FALMOUTH — Two significant parcels of land may be preserved as open space, one to be owned by the Falmouth Land Trust and the other by the town.
The Town Council on Feb. 9 approved a transfer of $400,000 from the seldom-used Parks Land Capital Fund to help FLT acquire Capall Creek Farm, or what is commonly known as Hurricane Valley Farm.
The property, in West Falmouth off Gray Road, includes more than 60 acres of open space, wetlands and farmland. The intent is to preserve the area as an agricultural farm as well as open space.
Executive Director Analiese Larson said FLT had been “waiting a long time for an opportunity like this.” She said the parcel has unique qualities, including great farm potential.

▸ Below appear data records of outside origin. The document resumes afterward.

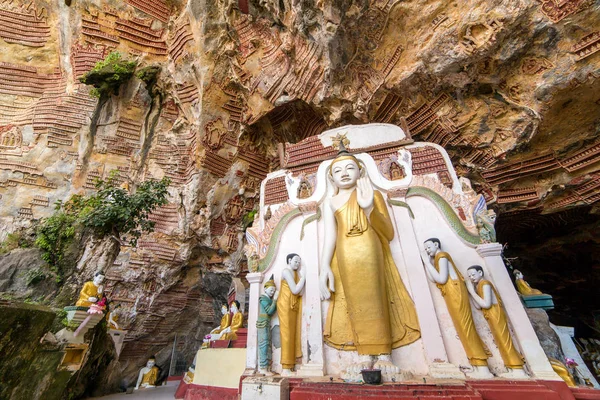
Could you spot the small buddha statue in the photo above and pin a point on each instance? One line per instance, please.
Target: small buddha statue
(237, 320)
(113, 318)
(91, 291)
(486, 299)
(216, 333)
(148, 375)
(523, 287)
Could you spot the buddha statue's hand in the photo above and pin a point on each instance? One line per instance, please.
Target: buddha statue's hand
(364, 193)
(326, 283)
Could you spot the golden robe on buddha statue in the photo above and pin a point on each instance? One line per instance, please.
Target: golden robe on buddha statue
(457, 300)
(498, 323)
(371, 311)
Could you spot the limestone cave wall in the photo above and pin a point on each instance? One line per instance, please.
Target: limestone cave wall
(509, 88)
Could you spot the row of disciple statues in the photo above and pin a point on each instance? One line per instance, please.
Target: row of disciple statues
(370, 310)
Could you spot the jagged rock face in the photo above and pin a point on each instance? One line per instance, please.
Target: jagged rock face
(509, 88)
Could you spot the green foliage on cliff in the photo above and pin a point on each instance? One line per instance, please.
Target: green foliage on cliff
(111, 211)
(115, 211)
(13, 241)
(108, 75)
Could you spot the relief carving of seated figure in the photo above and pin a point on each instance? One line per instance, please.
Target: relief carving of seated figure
(91, 291)
(148, 375)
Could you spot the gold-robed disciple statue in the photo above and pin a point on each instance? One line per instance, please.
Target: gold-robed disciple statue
(215, 334)
(289, 309)
(148, 375)
(523, 287)
(91, 291)
(487, 299)
(442, 271)
(370, 310)
(230, 332)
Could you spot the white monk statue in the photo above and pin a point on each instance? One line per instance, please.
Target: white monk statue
(440, 269)
(289, 309)
(486, 299)
(371, 311)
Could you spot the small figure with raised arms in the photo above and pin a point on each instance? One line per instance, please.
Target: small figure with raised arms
(487, 299)
(440, 269)
(289, 309)
(267, 307)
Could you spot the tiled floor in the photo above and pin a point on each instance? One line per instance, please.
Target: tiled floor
(158, 393)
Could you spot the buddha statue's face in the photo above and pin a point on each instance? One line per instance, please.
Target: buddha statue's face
(295, 262)
(270, 291)
(345, 173)
(431, 248)
(98, 279)
(475, 275)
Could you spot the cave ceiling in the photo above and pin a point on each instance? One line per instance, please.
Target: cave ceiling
(510, 88)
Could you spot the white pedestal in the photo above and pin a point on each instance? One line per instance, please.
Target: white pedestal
(265, 388)
(254, 278)
(313, 360)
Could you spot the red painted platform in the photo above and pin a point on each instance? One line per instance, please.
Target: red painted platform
(469, 390)
(200, 392)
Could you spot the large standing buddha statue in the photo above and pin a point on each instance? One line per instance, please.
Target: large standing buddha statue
(371, 311)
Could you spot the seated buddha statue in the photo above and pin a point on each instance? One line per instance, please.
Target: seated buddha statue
(523, 287)
(148, 375)
(229, 333)
(216, 333)
(91, 291)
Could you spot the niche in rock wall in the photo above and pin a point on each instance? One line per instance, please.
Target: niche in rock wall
(73, 358)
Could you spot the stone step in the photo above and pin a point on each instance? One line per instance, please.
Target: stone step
(324, 391)
(522, 390)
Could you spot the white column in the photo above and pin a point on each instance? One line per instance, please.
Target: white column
(254, 278)
(311, 308)
(433, 343)
(536, 359)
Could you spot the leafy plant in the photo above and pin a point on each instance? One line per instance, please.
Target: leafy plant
(10, 243)
(108, 75)
(34, 276)
(113, 211)
(110, 212)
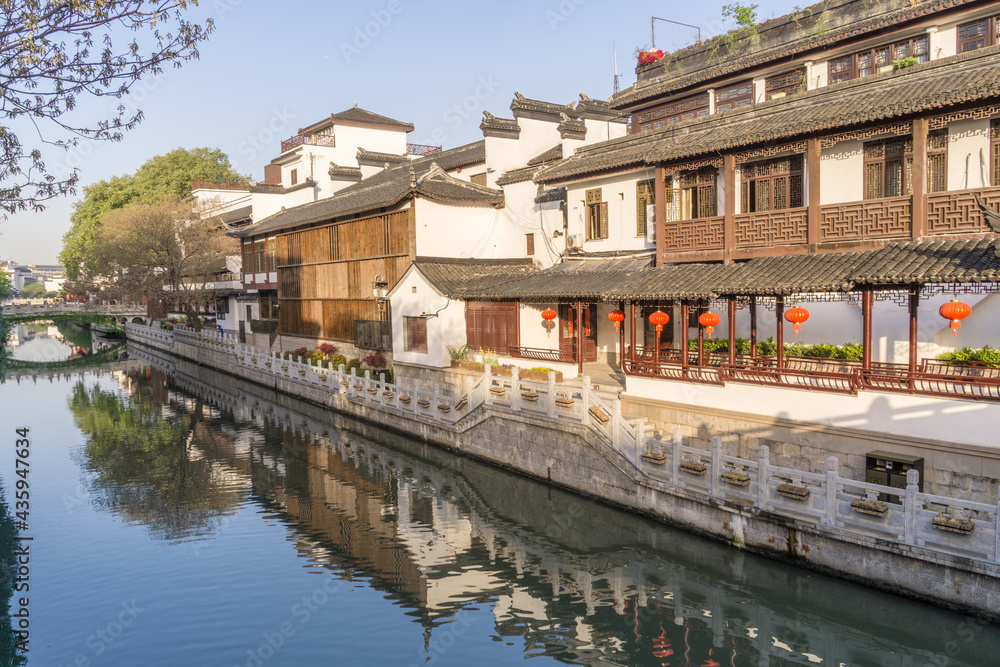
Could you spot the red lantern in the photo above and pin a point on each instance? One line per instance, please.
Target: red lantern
(617, 317)
(709, 320)
(956, 311)
(659, 318)
(796, 316)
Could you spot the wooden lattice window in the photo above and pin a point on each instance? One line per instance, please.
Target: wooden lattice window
(734, 97)
(870, 61)
(977, 35)
(785, 84)
(698, 194)
(937, 161)
(995, 141)
(645, 196)
(597, 216)
(772, 185)
(673, 112)
(415, 329)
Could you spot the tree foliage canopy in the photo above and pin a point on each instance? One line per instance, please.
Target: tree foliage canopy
(55, 53)
(169, 174)
(160, 250)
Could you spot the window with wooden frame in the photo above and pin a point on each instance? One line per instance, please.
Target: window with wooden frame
(258, 252)
(785, 84)
(673, 112)
(995, 146)
(698, 194)
(491, 325)
(889, 166)
(870, 61)
(977, 35)
(645, 197)
(415, 329)
(734, 97)
(772, 185)
(597, 216)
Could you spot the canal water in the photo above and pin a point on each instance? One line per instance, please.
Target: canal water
(192, 519)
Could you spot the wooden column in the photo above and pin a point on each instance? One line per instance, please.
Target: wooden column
(732, 330)
(779, 311)
(812, 226)
(631, 319)
(579, 336)
(729, 205)
(919, 215)
(914, 303)
(701, 343)
(867, 298)
(660, 187)
(684, 335)
(621, 340)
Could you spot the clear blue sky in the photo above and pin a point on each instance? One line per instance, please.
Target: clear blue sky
(271, 68)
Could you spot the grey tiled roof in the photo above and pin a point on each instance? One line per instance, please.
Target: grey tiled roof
(936, 261)
(966, 78)
(380, 158)
(522, 103)
(491, 122)
(364, 117)
(779, 38)
(449, 275)
(423, 176)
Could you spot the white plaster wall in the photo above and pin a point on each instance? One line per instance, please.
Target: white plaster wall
(619, 192)
(265, 205)
(842, 169)
(944, 42)
(969, 154)
(448, 328)
(906, 416)
(458, 231)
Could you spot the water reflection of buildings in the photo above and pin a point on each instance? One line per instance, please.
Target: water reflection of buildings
(574, 579)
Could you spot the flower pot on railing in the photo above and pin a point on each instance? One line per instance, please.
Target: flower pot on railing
(792, 491)
(736, 478)
(954, 525)
(870, 507)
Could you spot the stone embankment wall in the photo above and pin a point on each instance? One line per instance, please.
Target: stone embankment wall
(939, 549)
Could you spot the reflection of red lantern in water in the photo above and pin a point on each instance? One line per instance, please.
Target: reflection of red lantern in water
(709, 320)
(956, 311)
(796, 316)
(617, 317)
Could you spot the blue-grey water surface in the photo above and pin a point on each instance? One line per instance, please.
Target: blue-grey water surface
(181, 517)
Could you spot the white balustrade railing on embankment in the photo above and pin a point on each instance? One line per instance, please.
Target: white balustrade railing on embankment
(904, 516)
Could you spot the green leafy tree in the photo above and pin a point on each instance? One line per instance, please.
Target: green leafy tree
(169, 174)
(55, 54)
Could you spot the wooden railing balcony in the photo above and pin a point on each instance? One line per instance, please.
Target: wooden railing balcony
(422, 149)
(327, 140)
(887, 218)
(772, 228)
(698, 234)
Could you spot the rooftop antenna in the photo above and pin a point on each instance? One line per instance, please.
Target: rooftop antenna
(652, 28)
(616, 67)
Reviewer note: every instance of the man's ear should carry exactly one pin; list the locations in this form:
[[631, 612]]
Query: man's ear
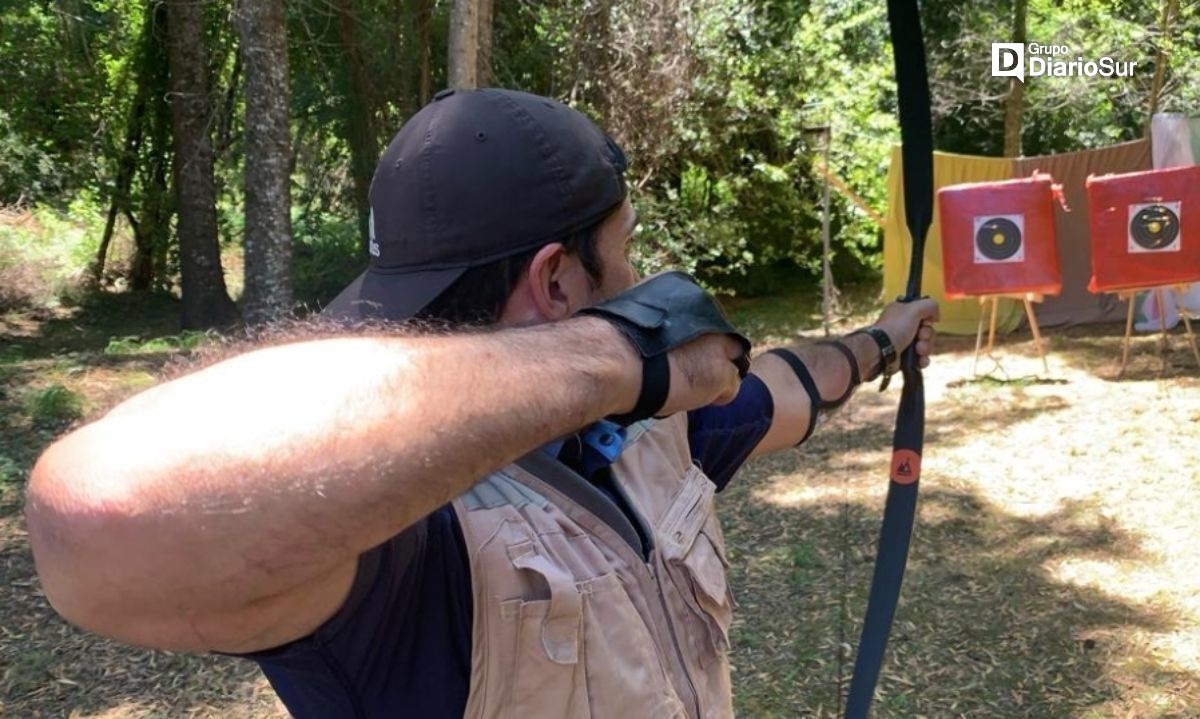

“It’s a rare open-space opportunity,” Larson said, which will allow permanent protection of scenic views, watersheds, agricultural lands, and trails for recreational purposes.
The land is already approved for a 17-lot home subdivision, but the FLT and the land owner, Kevin Smith, signed an agreement to permanently protect the former horse farm.
Larson said Smith approached FLT, which agreed to pay $700,000 for the property. The group has until June 15 to raise the remaining $300,000 to acquire and steward the land.
“Ultimately I really wanted to see it remain farm land and remain open space,” said Smith, who now lives in North Carolina on another horse farm.
Smith said he decided to “dual track” the process by putting the parcel up for someone to buy and maintain it as is, and look at a development, if necessary. He went through the subdivision process and received town approval for the 17-lot plan before meeting with FLT.
“After meeting with the Falmouth Land Trust it seemed like a natural fit for the both of us,” Smith said.
Jed Harris, the trust’s past president, said clearing the Town Council was first hurdle, and now FLT is on to due diligence and making sure the title is clear, as well as better understanding the existing subdivision.
“By mid-May we need to be able to show the seller we have a good chunk of the private fundraising accomplished,” Harris said. He said after they close, the next step will be the administrative process of vacating, or “undoing,” the subdivision.
The parcel also acts as a gateway to other conservations lands, including Wilshore Farms, Blackstrap Hill Preserve, and the Milburn property in Cumberland. It is located in a designated rural low-growth area by the Comprehensive Plan.
Bob Shafto, the town’s open space ombudsman, said the parcel was “exactly the kind of property that we dreamed of acquiring back when we first did the open space plan,” based on ratings from the Land Management and Acquisition Committee.
The ratings system scores properties based on criteria like parcel size, aesthetic quality, and opportunities for recreation. Shafto said this parcel is “probably the highest-rated open space parcel that we’ve ever considered purchasing.”
Harris said several people have already reached out about farming on the land, and FLT will eventually be putting out requests for proposals from various groups or farmers.
“We’re looking at what a lease with a tenant farmer would look like,” he said.
FLT officials will meet with Town Manager Nathan Poore in the coming weeks to construct a memorandum of understanding for the town to have first right of refusal in the event the trust ever decides to sell the parcel, or if the agricultural intent of the parcel is changed.
Following council approval on Feb. 9, the town is being given nearly 24 acres of conservation space from developers building a handful of house lots associated with the Grove Forel Baek subdivision on Hardy Road.
Shafto said in years past, subdivisions like this would have put each housing lot on two acres, and the often rocky, wet or steep remaining land would be put towards conservation. Now, he said the lots have significantly less acreage, usually less than acre, which means more land can be conserved.
“There are three options developers have (for the 24 acres),” Shafto said. “They could give it to the town, they could give it to the land trust, or they could give it to a homeowners association.”
Because this land is between two existing town conservation properties, Shafto said the town was ultimately decided to be the best recipient.
“Normally the town doesn’t own conservation subdivision land,” he said. “… But in this case it made sense because it abutted two other town parcels to make that one, big contiguous parcel.”
Shafto said public access is the benefit of town ownership, rather ownership by a homeowners association. He there is an existing snowmobile trail on the parcel, and the opportunity for greater trail connectivity.
“By having the town own it we guarantee the public access and continued ability of people to walk on the property or use it for recreation,” Shafto said.
No money changed hands in the deal. Risbara Brothers Construction Co. of Scarborough gave the parcel to the town outright, Shafto said, per Planning Board and ordinance requirements.
The Falmouth Land Trust is seeking to acquire the more than 60-acre Hurricane Valley Farm for $700,000. The town approved transferring $400,000 from the Parks Land Capital Fund to partially fund the purchase, and FLT will raise the rest through a private campaign.
Falmouth was given nearly 24 acres of open space conservation lands by the Risbara Brothers Construction Co. to expand the Hardy Road Conservation Area.